Visual symptoms of optic chiasm glioma include unilateral or, more often, bilateral optic nerve defects and bitemporal and homonymous visual field defects. Optic atrophy is often present, which is sometimes associated with a “bow–tie” pattern. Afferent pupillary defects are often present in the eye with the most visual field loss. Formal visual field testing is the preferred approach to clinical testing, but again, the early age of presentation makes this problematic.

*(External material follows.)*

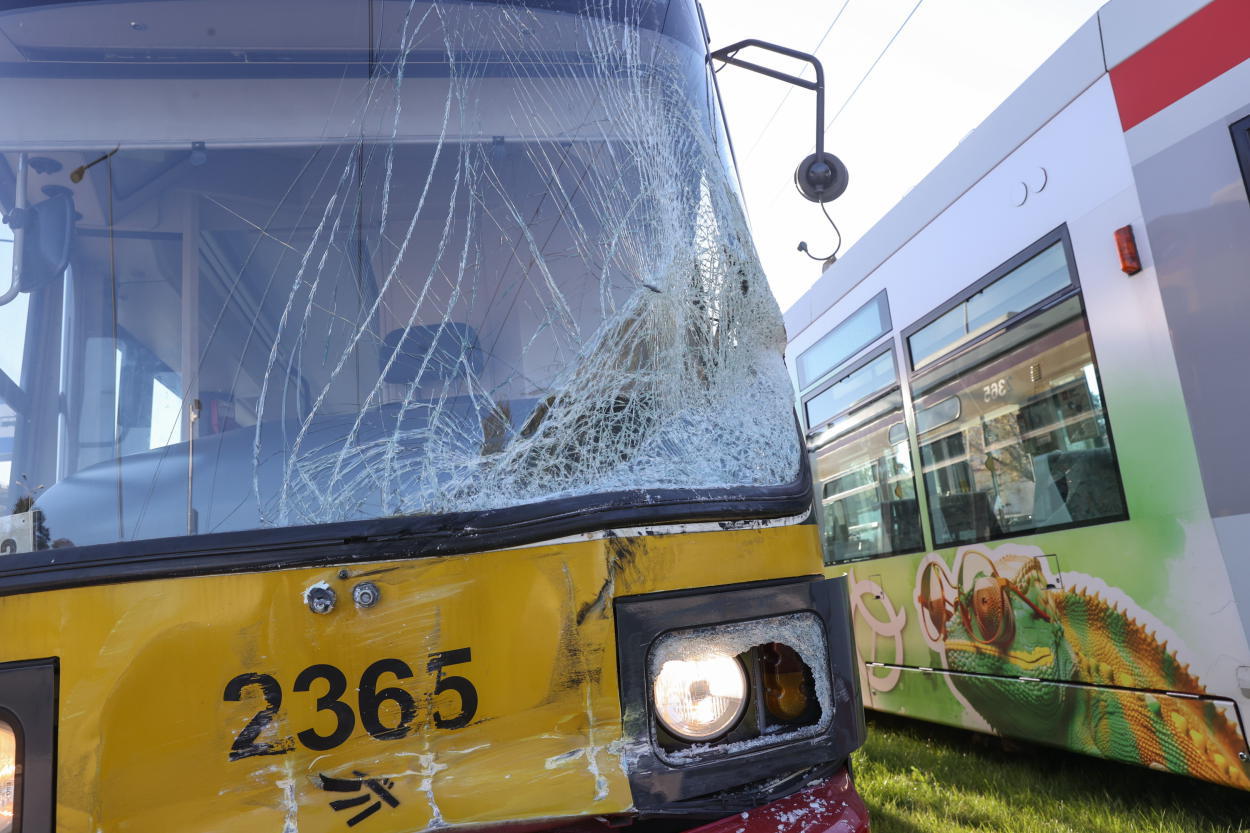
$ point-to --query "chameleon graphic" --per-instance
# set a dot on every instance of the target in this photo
(1005, 618)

34.5.2 Evaluation and Management

MRI demonstrates enlargement of the chiasm that is either symmetric or asymmetric [16]. The optic chiasm may enlarge sufficiently to merge with the hypothalamic structures just caudal to the chiasm, so high-resolution MRI with thin cuts through the chiasm, pituitary, and hypothalamus is usually the preferred modality. Progressive or active tumors frequently show enhancement on T1 postcontrast images. T2 flair images frequently show increased signal intensity of the chiasm and adjacent hypothalamic structures as well as the more distal regions of the optic pathway extending into the brain parenchyma to the region of the posterior thalamus. Positive response to treatment is judged by reduction of size of the chiasmal mass, stability of the chiasmal mass, or reduction of T1 postcontrast enhancement. T2 flair images may remain unchanged after treatment, and therefore flair changes are a less reliable sign of treatment response. Not infrequently, chiasmal gliomas grow into one or both of the optic tracts.